Сарразин опустился на стул против дрожавшего от ужаса певца. Две крупные слезы выступили из его сухих глаз и, скатившись по мужским щекам, упали на пол. Это были слезы ярости, едкие и жгучие.

- Нет больше любви! Я умер для счастья; для всех человеческих чувств! С этими словами он схватил молоток и с такой дикой силой швырнул его в статую, что промахнулся. Но Сарразину показалось, что он уничтожил этот памятник своего безумия, и, выхватив шпагу, он занес ее над певцом, чтобы убить его. Замбинелла пронзительно закричал.
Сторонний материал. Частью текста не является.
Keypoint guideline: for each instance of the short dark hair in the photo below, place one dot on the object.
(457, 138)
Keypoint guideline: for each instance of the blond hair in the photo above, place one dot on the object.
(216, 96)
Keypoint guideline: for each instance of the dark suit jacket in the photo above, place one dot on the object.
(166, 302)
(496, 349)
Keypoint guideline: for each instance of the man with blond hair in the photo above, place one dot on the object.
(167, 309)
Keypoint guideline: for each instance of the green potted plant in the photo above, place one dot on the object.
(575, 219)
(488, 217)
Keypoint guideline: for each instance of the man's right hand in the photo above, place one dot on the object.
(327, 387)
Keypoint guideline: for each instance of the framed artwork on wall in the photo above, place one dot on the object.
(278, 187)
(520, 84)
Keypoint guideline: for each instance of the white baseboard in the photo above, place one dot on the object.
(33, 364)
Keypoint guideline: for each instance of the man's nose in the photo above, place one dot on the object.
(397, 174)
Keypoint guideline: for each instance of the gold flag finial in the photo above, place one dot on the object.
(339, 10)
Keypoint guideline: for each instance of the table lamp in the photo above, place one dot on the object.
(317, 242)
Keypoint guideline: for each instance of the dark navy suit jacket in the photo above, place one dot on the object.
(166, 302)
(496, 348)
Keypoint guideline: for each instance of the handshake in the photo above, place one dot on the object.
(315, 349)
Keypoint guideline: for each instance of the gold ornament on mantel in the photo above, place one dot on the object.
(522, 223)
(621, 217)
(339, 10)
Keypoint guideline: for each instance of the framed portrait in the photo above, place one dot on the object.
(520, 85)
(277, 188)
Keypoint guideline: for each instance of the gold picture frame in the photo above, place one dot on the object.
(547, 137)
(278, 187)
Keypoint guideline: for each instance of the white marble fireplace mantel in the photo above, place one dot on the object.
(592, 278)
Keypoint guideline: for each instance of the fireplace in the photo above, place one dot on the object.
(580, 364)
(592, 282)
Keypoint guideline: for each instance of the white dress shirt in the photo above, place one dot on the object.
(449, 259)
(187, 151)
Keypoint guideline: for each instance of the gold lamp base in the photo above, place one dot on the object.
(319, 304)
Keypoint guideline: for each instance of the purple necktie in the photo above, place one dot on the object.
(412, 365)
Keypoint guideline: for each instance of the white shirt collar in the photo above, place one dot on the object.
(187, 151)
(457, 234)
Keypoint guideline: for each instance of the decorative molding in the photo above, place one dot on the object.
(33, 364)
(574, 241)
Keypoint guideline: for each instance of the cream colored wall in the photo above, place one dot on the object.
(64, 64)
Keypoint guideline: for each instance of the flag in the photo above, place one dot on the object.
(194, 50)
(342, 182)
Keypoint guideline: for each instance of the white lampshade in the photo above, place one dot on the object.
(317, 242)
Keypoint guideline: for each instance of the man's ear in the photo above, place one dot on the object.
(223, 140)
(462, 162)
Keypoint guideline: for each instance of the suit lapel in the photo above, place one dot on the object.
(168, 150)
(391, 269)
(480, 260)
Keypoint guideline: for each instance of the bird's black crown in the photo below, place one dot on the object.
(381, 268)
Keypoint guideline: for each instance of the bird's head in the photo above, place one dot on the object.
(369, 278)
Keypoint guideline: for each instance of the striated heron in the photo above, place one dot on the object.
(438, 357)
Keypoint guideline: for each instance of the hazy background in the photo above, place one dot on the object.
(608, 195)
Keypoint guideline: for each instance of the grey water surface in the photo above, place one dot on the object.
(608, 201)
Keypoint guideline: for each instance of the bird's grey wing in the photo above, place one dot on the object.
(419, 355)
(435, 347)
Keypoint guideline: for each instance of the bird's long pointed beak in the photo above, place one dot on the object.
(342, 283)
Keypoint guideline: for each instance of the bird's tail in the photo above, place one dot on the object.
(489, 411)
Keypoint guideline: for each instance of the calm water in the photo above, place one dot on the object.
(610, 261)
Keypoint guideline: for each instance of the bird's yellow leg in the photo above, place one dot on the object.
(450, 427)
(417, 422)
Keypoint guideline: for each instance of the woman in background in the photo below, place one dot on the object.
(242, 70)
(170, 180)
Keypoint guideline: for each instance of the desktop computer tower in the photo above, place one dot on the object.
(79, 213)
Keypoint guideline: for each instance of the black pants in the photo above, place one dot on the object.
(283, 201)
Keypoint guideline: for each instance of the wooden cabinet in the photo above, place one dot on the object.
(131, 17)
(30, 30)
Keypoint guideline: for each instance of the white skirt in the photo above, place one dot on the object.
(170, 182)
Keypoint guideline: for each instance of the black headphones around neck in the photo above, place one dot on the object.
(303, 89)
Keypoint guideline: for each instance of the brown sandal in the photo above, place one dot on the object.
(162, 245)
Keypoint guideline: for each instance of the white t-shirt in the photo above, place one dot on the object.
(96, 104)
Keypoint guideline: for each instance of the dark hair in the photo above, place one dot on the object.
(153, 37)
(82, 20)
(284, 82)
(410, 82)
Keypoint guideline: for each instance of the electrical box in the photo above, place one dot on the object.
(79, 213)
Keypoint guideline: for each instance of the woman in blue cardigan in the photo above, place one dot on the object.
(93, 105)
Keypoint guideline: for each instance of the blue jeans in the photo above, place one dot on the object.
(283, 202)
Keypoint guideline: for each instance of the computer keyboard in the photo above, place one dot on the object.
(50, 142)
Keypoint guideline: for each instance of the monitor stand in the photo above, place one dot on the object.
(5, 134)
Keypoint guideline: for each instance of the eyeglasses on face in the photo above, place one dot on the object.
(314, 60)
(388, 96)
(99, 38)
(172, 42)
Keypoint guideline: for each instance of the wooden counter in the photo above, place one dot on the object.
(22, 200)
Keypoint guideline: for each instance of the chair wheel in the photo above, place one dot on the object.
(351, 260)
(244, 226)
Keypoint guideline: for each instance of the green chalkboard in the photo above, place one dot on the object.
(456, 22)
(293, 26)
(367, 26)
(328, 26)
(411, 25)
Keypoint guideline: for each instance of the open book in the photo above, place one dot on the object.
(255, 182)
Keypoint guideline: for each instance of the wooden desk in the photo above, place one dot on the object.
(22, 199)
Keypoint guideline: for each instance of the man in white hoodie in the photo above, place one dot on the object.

В то же мгновение в комнату ворвалось трое мужчин, и почти тотчас же Сарразин упал, пронзенный тремя ударами кинжалов.

- От имени кардинала Чиконьяра, - произнес один из убийц.

- Благодеяние, достойное христианина, - прошептал француз, испуская последнее дыхание.

Эти мрачные исполнители чужой воли рассказали Замбинелле о беспокойстве, терзавшем его покровителя, который в закрытом экипаже ожидает его у подъезда, спеша увезти своего любимца, как только он будет освобожден.

- Но я все же не понимаю, - проговорила госпожа де Рошфид, - какое отношение вся эта история имеет к старичку, которого мы вчера видели у госпожи де Ланти?